Powering Two Online Experiments: Sample Size, Duration, and Design Defenses
You are designing experiments to improve a friend-accept rate metric in a high-traffic consumer app. Assume independent users, a Bernoulli outcome (accept vs not), and that traffic estimates refer to unique eligible users per day.
Baseline accept rate: 9.0% (p0 = 0.09)
Eligible traffic: 10M users/day
Scenario A — Two-arm A/B Test
-
Goal: Detect an absolute lift of +0.5 percentage points (Δ = +0.005) in accept rate.
-
Test: Two-sided, α = 0.05; power = 0.80; equal allocation (50/50).
Tasks:
-
Compute the per-arm sample size and the calendar days required.
-
Recompute both if the true standard deviation is 20% higher than assumed.

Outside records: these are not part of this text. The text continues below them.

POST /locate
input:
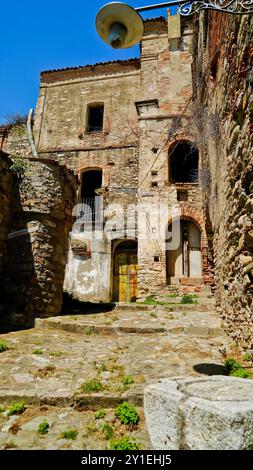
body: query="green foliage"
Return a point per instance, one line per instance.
(92, 386)
(189, 299)
(89, 330)
(3, 346)
(243, 374)
(16, 408)
(235, 369)
(38, 351)
(125, 443)
(127, 414)
(107, 431)
(232, 365)
(43, 427)
(10, 445)
(100, 414)
(150, 300)
(247, 357)
(127, 380)
(70, 434)
(19, 167)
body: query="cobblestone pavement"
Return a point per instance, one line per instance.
(47, 366)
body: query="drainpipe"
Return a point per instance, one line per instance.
(30, 134)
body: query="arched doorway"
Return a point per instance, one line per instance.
(90, 204)
(125, 268)
(186, 259)
(184, 162)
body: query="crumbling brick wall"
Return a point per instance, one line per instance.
(41, 218)
(223, 87)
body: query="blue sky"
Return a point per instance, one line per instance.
(47, 35)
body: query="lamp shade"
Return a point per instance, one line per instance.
(119, 25)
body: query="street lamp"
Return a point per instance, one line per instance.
(121, 26)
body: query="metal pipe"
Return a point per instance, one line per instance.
(30, 134)
(163, 5)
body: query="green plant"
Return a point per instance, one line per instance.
(150, 300)
(188, 299)
(43, 427)
(127, 414)
(243, 374)
(19, 167)
(3, 346)
(16, 408)
(10, 445)
(70, 434)
(108, 431)
(38, 351)
(92, 386)
(100, 414)
(127, 380)
(247, 357)
(89, 330)
(125, 443)
(232, 365)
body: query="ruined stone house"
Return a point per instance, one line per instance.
(143, 145)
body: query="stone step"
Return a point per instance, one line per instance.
(81, 327)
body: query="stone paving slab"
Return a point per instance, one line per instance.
(50, 365)
(158, 320)
(21, 432)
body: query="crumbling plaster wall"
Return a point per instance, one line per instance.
(224, 83)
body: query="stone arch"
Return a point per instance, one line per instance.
(183, 162)
(124, 270)
(194, 216)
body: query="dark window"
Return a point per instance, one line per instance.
(182, 196)
(184, 163)
(95, 118)
(90, 204)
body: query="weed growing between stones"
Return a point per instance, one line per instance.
(89, 330)
(107, 431)
(125, 443)
(127, 380)
(92, 386)
(16, 408)
(235, 369)
(189, 299)
(43, 427)
(38, 351)
(100, 414)
(10, 445)
(127, 414)
(3, 346)
(70, 434)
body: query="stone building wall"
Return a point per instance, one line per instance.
(224, 81)
(166, 76)
(6, 180)
(41, 218)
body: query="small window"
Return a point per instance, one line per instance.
(182, 196)
(95, 118)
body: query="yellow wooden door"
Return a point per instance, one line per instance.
(125, 276)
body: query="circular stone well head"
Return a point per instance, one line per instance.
(219, 389)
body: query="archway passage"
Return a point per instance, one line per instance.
(90, 203)
(186, 259)
(184, 163)
(125, 269)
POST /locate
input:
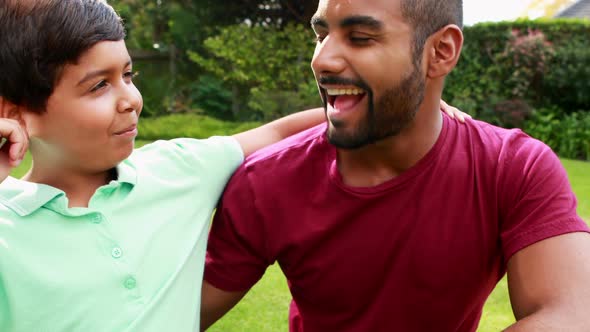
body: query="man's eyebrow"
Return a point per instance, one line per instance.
(364, 21)
(99, 72)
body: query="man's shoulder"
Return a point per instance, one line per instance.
(296, 148)
(504, 141)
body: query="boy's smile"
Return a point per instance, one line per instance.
(91, 118)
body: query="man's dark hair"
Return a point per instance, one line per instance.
(429, 16)
(39, 37)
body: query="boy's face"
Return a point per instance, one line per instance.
(91, 118)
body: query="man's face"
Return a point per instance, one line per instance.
(370, 81)
(91, 117)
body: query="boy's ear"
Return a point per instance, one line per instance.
(8, 110)
(445, 51)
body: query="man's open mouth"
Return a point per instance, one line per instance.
(345, 98)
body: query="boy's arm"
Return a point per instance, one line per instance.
(277, 130)
(215, 303)
(282, 128)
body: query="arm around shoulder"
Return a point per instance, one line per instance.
(277, 130)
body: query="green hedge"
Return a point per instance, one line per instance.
(188, 125)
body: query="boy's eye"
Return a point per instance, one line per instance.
(319, 38)
(131, 74)
(360, 40)
(99, 86)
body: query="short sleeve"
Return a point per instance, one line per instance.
(536, 200)
(237, 255)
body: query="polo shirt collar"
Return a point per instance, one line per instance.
(25, 197)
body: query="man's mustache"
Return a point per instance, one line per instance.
(335, 80)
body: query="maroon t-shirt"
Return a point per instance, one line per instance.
(421, 252)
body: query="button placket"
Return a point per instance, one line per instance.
(116, 252)
(130, 283)
(97, 218)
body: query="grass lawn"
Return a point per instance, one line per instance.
(265, 307)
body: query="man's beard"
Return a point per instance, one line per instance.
(386, 117)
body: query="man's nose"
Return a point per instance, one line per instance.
(329, 57)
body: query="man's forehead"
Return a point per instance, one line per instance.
(380, 10)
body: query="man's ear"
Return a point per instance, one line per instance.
(445, 49)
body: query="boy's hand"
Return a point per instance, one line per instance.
(13, 146)
(453, 112)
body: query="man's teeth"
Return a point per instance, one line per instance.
(340, 92)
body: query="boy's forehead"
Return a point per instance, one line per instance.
(102, 55)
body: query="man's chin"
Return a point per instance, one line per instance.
(343, 139)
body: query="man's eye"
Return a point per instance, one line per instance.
(360, 40)
(319, 38)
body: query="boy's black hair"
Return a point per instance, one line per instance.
(39, 37)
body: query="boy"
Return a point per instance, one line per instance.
(96, 237)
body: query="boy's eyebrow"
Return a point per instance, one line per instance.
(100, 72)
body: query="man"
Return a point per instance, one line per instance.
(391, 217)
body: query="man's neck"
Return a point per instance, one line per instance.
(384, 160)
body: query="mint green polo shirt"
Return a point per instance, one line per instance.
(132, 261)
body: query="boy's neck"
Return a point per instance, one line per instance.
(79, 187)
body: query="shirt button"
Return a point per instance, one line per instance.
(117, 252)
(130, 283)
(97, 218)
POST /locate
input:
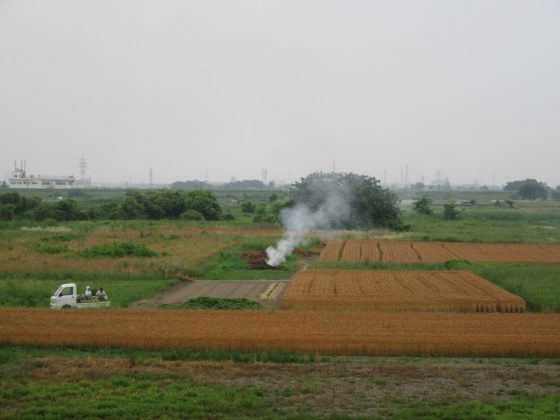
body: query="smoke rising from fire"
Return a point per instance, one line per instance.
(299, 220)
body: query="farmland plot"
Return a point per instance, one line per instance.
(436, 252)
(450, 291)
(324, 332)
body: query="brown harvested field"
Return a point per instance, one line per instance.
(352, 252)
(332, 251)
(436, 252)
(449, 291)
(323, 332)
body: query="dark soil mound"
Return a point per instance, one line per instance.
(257, 260)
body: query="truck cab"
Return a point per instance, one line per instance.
(66, 296)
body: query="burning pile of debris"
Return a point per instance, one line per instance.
(257, 260)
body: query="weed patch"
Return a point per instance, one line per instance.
(118, 249)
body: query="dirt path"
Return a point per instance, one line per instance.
(267, 292)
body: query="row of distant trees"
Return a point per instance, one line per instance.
(531, 189)
(244, 185)
(368, 204)
(162, 204)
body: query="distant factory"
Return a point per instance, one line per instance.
(19, 179)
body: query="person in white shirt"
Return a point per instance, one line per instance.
(101, 294)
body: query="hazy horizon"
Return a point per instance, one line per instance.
(219, 89)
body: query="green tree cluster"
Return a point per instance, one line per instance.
(529, 189)
(163, 204)
(369, 204)
(422, 205)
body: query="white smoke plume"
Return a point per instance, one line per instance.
(300, 219)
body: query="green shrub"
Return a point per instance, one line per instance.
(118, 249)
(192, 215)
(51, 248)
(208, 302)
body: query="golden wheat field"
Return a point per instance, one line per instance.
(326, 332)
(435, 252)
(451, 291)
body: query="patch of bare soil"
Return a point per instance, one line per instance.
(257, 260)
(350, 386)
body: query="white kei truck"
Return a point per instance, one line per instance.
(66, 296)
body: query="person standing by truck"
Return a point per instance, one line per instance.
(101, 294)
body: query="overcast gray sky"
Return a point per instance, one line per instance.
(471, 88)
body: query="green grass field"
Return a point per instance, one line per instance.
(55, 383)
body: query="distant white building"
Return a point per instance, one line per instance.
(20, 180)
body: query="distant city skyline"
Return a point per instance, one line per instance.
(218, 89)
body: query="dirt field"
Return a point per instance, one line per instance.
(434, 252)
(267, 292)
(451, 291)
(318, 331)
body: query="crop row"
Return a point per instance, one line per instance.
(435, 252)
(455, 291)
(323, 332)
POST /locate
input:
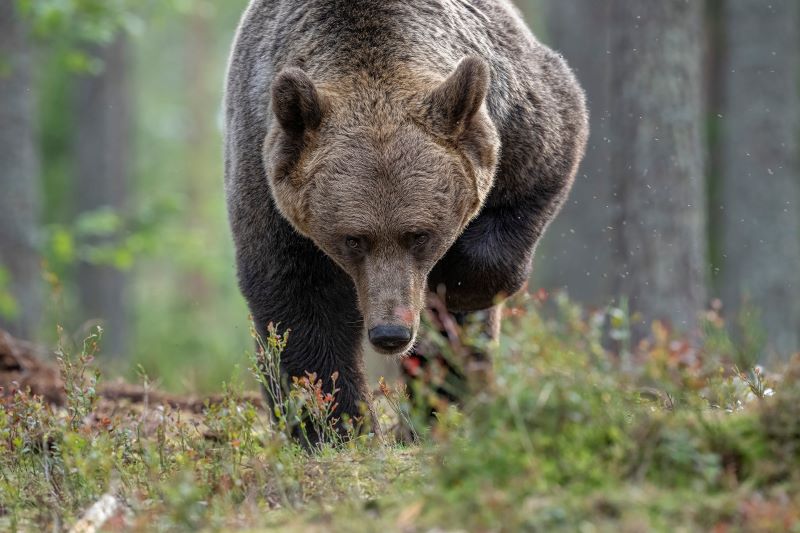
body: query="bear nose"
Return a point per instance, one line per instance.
(390, 337)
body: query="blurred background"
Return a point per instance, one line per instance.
(112, 209)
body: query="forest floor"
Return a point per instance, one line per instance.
(664, 436)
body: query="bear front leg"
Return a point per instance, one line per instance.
(299, 289)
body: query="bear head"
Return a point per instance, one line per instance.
(383, 181)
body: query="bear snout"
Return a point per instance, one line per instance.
(390, 338)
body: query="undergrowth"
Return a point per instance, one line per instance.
(569, 435)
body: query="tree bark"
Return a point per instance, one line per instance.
(19, 174)
(658, 156)
(577, 251)
(760, 170)
(102, 143)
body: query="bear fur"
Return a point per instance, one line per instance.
(376, 150)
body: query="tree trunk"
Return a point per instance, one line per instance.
(760, 170)
(577, 251)
(102, 142)
(19, 175)
(658, 156)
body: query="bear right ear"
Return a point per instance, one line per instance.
(297, 103)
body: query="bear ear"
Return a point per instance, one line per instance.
(296, 102)
(459, 98)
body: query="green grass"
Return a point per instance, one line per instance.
(568, 437)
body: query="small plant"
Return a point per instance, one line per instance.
(80, 379)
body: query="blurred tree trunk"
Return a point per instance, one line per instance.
(19, 175)
(760, 170)
(102, 145)
(200, 138)
(658, 156)
(577, 251)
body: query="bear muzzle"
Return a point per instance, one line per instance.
(390, 338)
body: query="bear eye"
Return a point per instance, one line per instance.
(421, 239)
(353, 243)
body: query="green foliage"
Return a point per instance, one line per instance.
(8, 304)
(563, 439)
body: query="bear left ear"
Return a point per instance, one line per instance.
(297, 103)
(458, 99)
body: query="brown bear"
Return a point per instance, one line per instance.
(377, 150)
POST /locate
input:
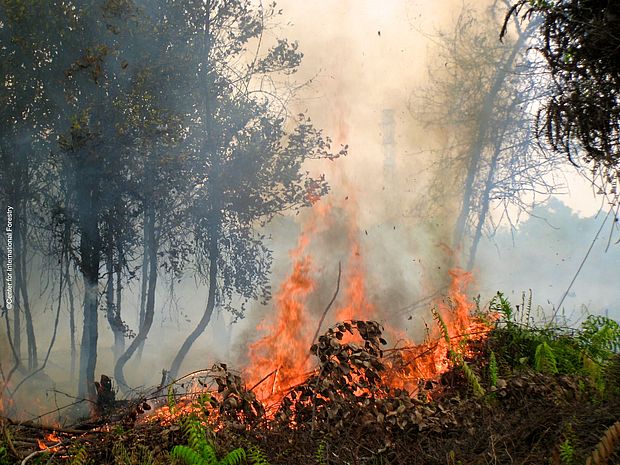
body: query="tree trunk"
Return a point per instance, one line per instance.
(144, 287)
(476, 151)
(151, 246)
(112, 314)
(206, 317)
(69, 285)
(22, 288)
(90, 253)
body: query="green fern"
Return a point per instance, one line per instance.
(257, 456)
(472, 379)
(199, 451)
(443, 328)
(172, 405)
(320, 453)
(545, 359)
(493, 375)
(80, 456)
(500, 304)
(567, 453)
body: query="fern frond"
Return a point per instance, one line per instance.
(442, 325)
(257, 456)
(80, 457)
(493, 376)
(189, 456)
(544, 359)
(567, 453)
(234, 457)
(605, 447)
(320, 453)
(472, 378)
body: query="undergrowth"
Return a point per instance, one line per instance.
(588, 350)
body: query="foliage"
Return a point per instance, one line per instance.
(581, 47)
(80, 456)
(554, 349)
(604, 448)
(199, 451)
(319, 455)
(567, 452)
(472, 378)
(493, 373)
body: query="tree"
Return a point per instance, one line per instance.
(483, 93)
(248, 166)
(31, 44)
(580, 44)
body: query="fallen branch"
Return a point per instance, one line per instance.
(329, 305)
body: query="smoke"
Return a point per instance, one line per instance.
(364, 64)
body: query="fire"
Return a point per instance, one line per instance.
(53, 438)
(279, 360)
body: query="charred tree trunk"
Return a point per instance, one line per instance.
(214, 220)
(90, 255)
(72, 329)
(481, 138)
(208, 313)
(22, 288)
(144, 287)
(151, 246)
(112, 311)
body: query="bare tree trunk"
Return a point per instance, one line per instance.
(72, 330)
(144, 288)
(206, 317)
(476, 150)
(151, 246)
(112, 313)
(90, 253)
(22, 286)
(119, 295)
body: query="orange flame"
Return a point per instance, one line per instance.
(51, 437)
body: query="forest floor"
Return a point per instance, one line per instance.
(521, 395)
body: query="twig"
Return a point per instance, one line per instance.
(10, 442)
(31, 424)
(34, 454)
(331, 302)
(263, 380)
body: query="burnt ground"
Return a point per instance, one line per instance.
(523, 416)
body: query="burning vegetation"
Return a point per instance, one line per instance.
(485, 386)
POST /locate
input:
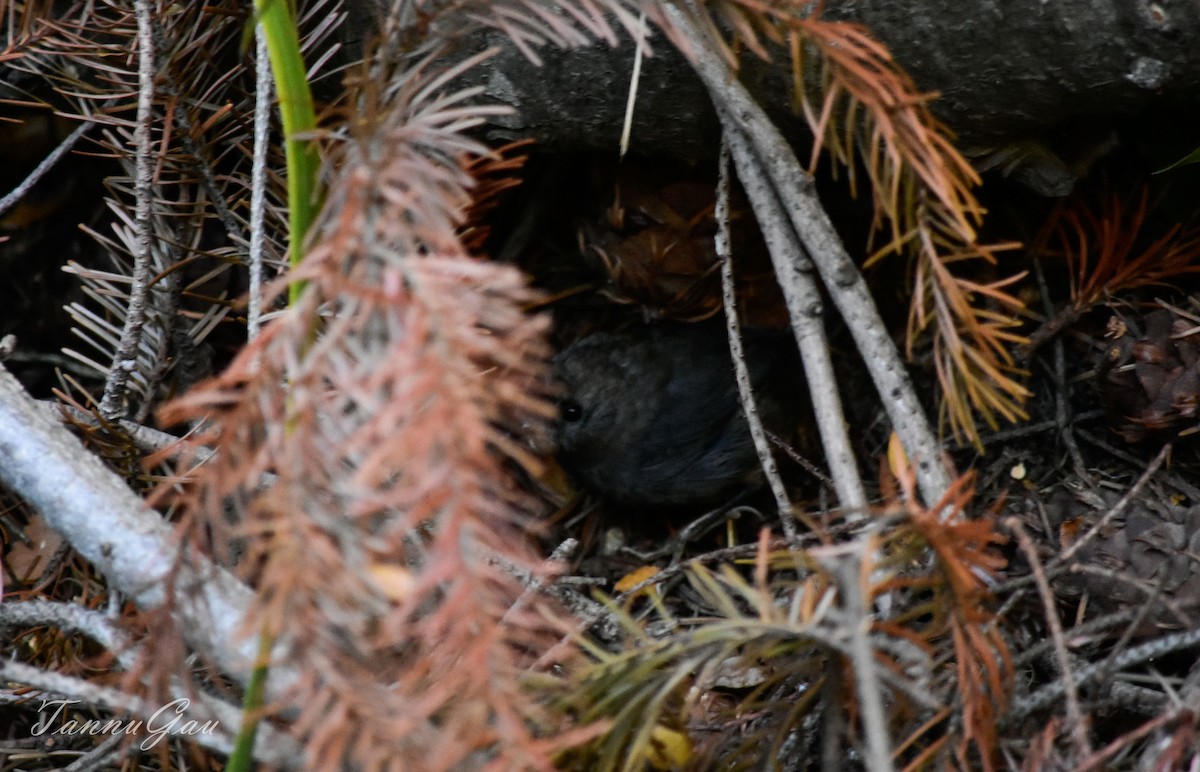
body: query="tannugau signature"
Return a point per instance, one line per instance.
(168, 719)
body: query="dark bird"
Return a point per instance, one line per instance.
(651, 418)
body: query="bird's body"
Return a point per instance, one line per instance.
(652, 417)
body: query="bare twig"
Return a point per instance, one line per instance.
(112, 527)
(805, 309)
(846, 566)
(1117, 508)
(1050, 609)
(40, 171)
(798, 201)
(1144, 652)
(733, 328)
(263, 106)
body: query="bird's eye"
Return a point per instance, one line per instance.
(571, 411)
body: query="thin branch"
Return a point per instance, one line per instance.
(113, 528)
(846, 566)
(797, 198)
(1050, 609)
(733, 328)
(40, 171)
(263, 96)
(126, 357)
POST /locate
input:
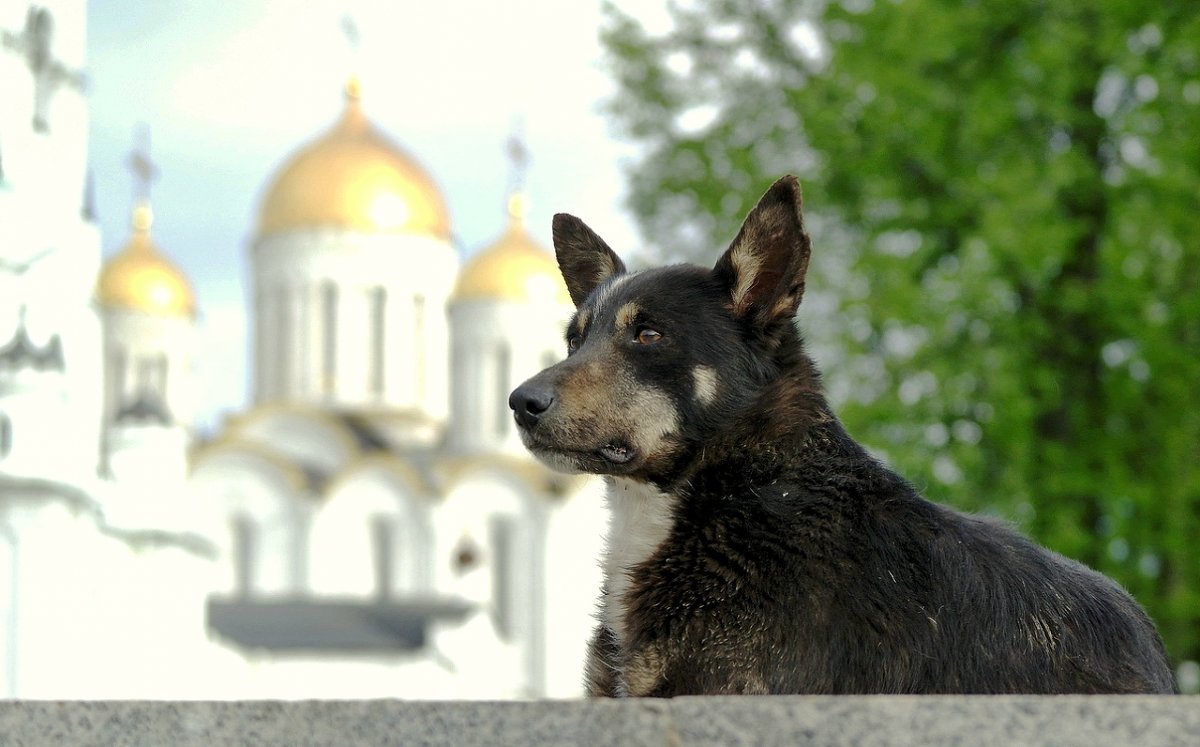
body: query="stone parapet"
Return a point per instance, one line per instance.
(873, 721)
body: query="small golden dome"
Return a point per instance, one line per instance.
(141, 278)
(354, 177)
(515, 268)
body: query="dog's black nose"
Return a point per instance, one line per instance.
(528, 402)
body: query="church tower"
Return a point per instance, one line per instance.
(148, 312)
(49, 247)
(352, 268)
(507, 320)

Scenario B — Three Arms with Shared Control
-
Arms: Control (C), Treatment 1 (T1), Treatment 2 (T2)
-
Allocation: 20% to C, 40% to T1, 40% to T2
-
Goal: Detect +0.3 pp (Δ = +0.003) for either T1 vs C or T2 vs C with familywise α = 0.05 (two-sided).
Tasks:
-
Choose and justify Holm vs Bonferroni vs Dunnett for multiple comparisons.
-
Recompute per-arm sample sizes and total duration under your choice.
For Both Scenarios
-
Discuss the consequences of daily peeking with a naive p < 0.05 rule; propose a sequential design (e.g., O’Brien–Fleming) and how it changes stopping boundaries.
-
Explain when you’d switch to user-level CUPED or cluster-robust SEs (e.g., feed-level clustering) and how that affects sample size.